The president, in an interview Saturday with the New York Times, repeated his position that the administration’s decision will be “based on whether or not this is going to significantly contribute to carbon in our atmosphere.”
However, he also took a swipe at what he described as the Republicans’ argument that Keystone would be a “big jobs generator.”
“There is no evidence that that's true,” Obama said, arguing the best estimate is 2,000 initial construction jobs followed by no more than an additional 100 jobs. The newspaper's transcript of the interview showed Obama chuckling as he made the point.
“That is a blip relative to the need,” he said.
His estimate is significantly lower than his own State Department’s projection of 42,000 constructions jobs and way smaller than the 118,935 that project developer TransCanada expects.
Regardless of the accuracy of the numbers, the comments only fueled concern that the administration is viewing the pipeline with increasing skepticism, after sidelining the decision during the presidential election year.
Republicans blasted Obama on Monday for his comments and for apparently chuckling while discussing the controversial issue while at his own jobs rally Wednesday.
“A president disparaging private-sector jobs while backstage at a jobs rally is beyond belief,” Michigan Republican Rep. Fred Upton, chairman of the House Energy and Commerce Committee, told FoxNews.com. “In this economy, any source of private job creation should be welcomed with open arms. After nearly five years … there is no reason to delay these jobs another day. Republicans, Democrats, leading unions, and job creators all agree, it’s time to start building.”
The Republican National Committee said in a statement Monday: “President Obama joked about the potential job creating power of the Keystone XL pipeline. With our economy lagging, the president should be jumping at any opportunity to create jobs instead of bending to the will of special (interests) at the expense of out of work Americans.”
U.S. Chamber of Commerce spokesman Matt Letourneau told FoxNews.com the president’s comments indeed raised concerns but that the group “was not terribly surprised.”
“The president has had ample opportunity to approve this, and he has repeatedly found ways not to,” Letourneau said.
The White House did not respond to a question about where the president got his estimate -- after Obama challenged reporters in the interview to confirm the jobs projections.
Letourneau pointed to a 2011 Cornell University study with similar numbers, while adding the president “should probably stick with his own administration’s numbers.”

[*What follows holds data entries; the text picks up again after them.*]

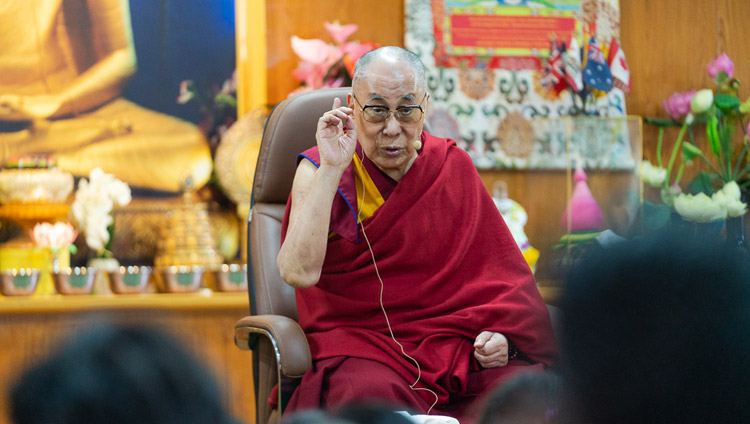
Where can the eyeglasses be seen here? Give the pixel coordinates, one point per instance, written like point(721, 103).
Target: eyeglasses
point(406, 114)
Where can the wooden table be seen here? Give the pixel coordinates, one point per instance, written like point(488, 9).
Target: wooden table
point(33, 327)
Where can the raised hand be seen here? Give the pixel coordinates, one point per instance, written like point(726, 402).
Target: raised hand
point(491, 349)
point(336, 136)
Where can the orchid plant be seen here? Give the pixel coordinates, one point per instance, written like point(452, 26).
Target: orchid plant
point(326, 65)
point(718, 191)
point(95, 200)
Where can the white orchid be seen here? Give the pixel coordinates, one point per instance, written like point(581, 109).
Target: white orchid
point(699, 208)
point(93, 205)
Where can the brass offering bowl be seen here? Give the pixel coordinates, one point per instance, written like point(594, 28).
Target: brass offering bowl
point(74, 281)
point(19, 281)
point(180, 279)
point(231, 278)
point(130, 279)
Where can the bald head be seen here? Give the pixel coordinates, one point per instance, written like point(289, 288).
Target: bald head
point(391, 55)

He also argued the non-controversial southern leg of the pipeline has already created 4,000 jobs.
The 1,179-mile-long pipeline is expected to transport as much as 830,000 barrels of crude oil daily from the Canadian oil sands (which will result in much of the additional carbon output) and the Bakken shale formation in North Dakota and Montana to refineries on the U.S. Gulf Coast.

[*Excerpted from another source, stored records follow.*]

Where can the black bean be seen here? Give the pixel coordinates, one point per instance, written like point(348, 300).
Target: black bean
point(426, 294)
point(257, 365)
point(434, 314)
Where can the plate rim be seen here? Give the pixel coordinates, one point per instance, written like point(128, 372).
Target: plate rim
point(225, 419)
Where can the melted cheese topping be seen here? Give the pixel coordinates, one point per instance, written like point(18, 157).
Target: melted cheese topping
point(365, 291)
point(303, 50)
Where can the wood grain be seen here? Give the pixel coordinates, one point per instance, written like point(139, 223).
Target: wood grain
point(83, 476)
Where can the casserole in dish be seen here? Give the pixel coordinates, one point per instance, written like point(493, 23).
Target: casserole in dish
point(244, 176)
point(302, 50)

Supporters say the estimated $5.3 billion project also will lower the price of gasoline and reduce the country’s dependency on foreign oil.
However, the president also downplayed those expectations, beyond the “potential benefit” of bolstering our energy-relations with a “reliable ally to the north.”
“That oil is going to be sold on the world oil markets, so it does not bring down gas prices here in the United States,” Obama told The Times. “In fact, it might actually cause some gas prices in the Midwest to go up where currently they can't ship some of that oil to world markets.”
The final decision will be made by Secretary of State John Kerry and is not expected until the end of the year or early 2014.
Kerry will base the decision on a second and final State Department environmental report scheduled for a fall 2013 release and a so-called “national interest” report.
The second one, which is expected to be complete in late 2013, is being compiled by eight federal agencies and focuses on such issues as Keystone’s potential impact on transportation and the overall U.S. economy.
Letourneau said Obama in his major climate change speech last month also hinted at another possible layer of review.
Upton has repeatedly argued that Keystone has already been subject to 15,500 pages of environmental study and that the time is now to approve the project.
“After more than four years of regulatory delay, the administration has run out of excuses,” he said several weeks ago.